L'attachement de Charlemagne ne diminuait pas, quoique l'épouse fût morte. Le corps fut embaumé et dut accompagner l'empereur dans tous ses voyages. Une tendresse aussi surprenante éveilla enfin le soupçon dans l'esprit de l'archévèque Turpin, compagnon du monarque. Celui-ci pensa que des choses surnaturelles étaient ici en jeu. A cette fin le prélat profita d'une occasion favorable, et fit sur le cadavre les recherches nécessaires pour découvrir un talisman, et finit par trouver la pierre merveilleuse. Il s'en empara aussitôt, et comme dès lors, il le portait toujours sur lui, l'amour de l'empereur passa de la défunte épouse sur l'archévèque. Charlemagne fit alors enterrer l'impératrice avec toute la pompe en usage à cette époque. L'empereur voua dès lors un attachement tel à l'archévèque, que celui-ci ne pouvait plus s'éloigner et fut bientôt las d'une tendresse aussi importune.
Pendant un voyage à travers l'Allemagne occidentale, l'archévèque, dans un accès d'ennui de cet attachement gênant, se débarrassa du talisman en le jetant dans une source où il fut impossible de le retrouver.
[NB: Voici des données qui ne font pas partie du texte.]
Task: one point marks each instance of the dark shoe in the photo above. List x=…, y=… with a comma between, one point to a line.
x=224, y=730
Mais le charme ne continuait pas moins, et lorsque Turpin n'était plus l'objet de la faveur impériale, ce fut la contrée qui recelait la merveilleuse pierre. Aussi dès ce moment, Charlemagne se sentit un tel attachement pour ce lieu, qu'il y fit bâtir un palais et fonder une ville.
Cette ville est Aix-la-Chapelle, la cathédrale y est pleine de souvenirs du grand empereur. Mais les eaux limpides et tranquilles des belles prairies charmèrent surtout le monarque, c'étaient elles qui recelaient le talisman que l'archévèque y avait lancé. Charlemagne y restait des heures entières absorbé dans une douce mélancolie. Ses regards plongeaient sans cesse dans le cristal du charmant petit lac.
La croyance populaire attribue à ce charme les cures merveilleuses qu'opèrent les sources chaudes d'Aix-la-Chapelle, dont les eaux s'échappent du sein de la terre pour le bien-être de l'humanité.